Keywords: sarcoma, Ewing’s sarcoma, synovial sarcoma, Oncology, chemotherapy
Introduction
While malignant small, blue round cell tumors, Ewing’s sarcoma (ES), synovial sarcoma (SS), and lymphoma share histology, markers, and clinical presentation, the prognosis and treatment differ for each. In ES, the second most common primary malignant bone tumor which occurs most often in adolescents, 20152770 ES is characterized by markers including the sensitive but poorly specific CD99,1 EWSR1-FLI1 and EWSR1-ERG gene fusions.2 In 85% of ES cases, the translocation t(11;22)(q24;q12) is found.3 Because of micro-metastasis, the most successful management is polychemotherapy, such as COG AEWS1030, Regimen A, accompanied by adjuvant surgical treatment.4–6
Lymphoma is similarly characterized with the finding of mixed small round blue cells on histology; however, it is negative for the CD99 marker and lacks the translocation t(11;22). Its tumor marker profile includes CD20, CD45, and lymphocyte common antigen among others. The most successful treatments for lymphoma are multi-agent chemotherapy – cyclophosphamide, doxorubicin, prednisone, and vincristine – with radiation added for local control in persistent disease.

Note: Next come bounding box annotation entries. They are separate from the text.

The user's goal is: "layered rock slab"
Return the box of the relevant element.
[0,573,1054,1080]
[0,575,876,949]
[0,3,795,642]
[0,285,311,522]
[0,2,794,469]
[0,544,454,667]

SS is a rare metastatic soft tissue tumor most commonly diagnosed in 15–30-year-olds.7 Ninety percent of SS cases are positive for the translocation t(X;18)(p11.2;q11.2),1 and 95% are positive for SS18/SSX1, SS18/SSX2, and SS18/SSX4 gene fusions.8 While surgery and radiation therapy have achieved excellent local control, distant metastasis limits overall survival.9 To date, we have found that no randomized trial has been established in order to study the role of chemotherapy as a treatment modality for SS. Our case study demonstrates the use of chemotherapy in augmenting positive results in the long-term treatment of SS tumors.10,11
Case Report
In January 2012, a 24-year-old male presented with a 5-month history of a growing soft tissue mass on the medial aspect of the right elbow. Magnetic resonance imaging (MRI) demonstrated a (6.5×4.9×8.5 cm) well-circumscribed, heterogeneously enhancing soft tissue mass within the medial aspect of the distal biceps with mass effect on the median nerve and brachial vasculature (Figure 1).
 |
Figure 1 Right elbow MRI series showing a large heterogeneously enhancing and likely hemorrhagic mass with dilated vascular structures within the medial aspect of the distal biceps: axial view post-contrast (A), coronal view post-contrast (B), and sagittal view (C). |
A core needle biopsy revealed sheets of round to oval, medium-sized cells with atypical chromatin and nucleoli. Flow cytometry showed a population of cells consistent with ES, and the immunohistochemistry was positive for the CD99 marker characteristic of ES. The specimen did not demonstrate S100, CD45, myogenin, desmin, and panCK markers. Thus, the presumptive diagnosis was a soft tissue ES negative for classic EWSR1 rearrangement on chromosome 22, through both chromosomal and FISH analysis.
Subsequently, the patient was treated with chemotherapy COG AEWS 1031, Regimen A protocol with vincristine, doxorubicin, cyclophosphamide, and mesna. A post-chemo MRI demonstrated a successful response to the protocol with a documented reduction in tumor mass size of 4.8×3.6×5.5 cm. A follow-up surgical wide resection of the mass with medial epicondyle resection and medial and ulnar nerve neuroplasty was then performed. On pathology, the tumor size measured 4.7 cm in greatest diameter, with 85% of the mass demonstrating necrosis and myxoid degenerative changes. Examination of all biopsy margins showed no atypia or malignancy.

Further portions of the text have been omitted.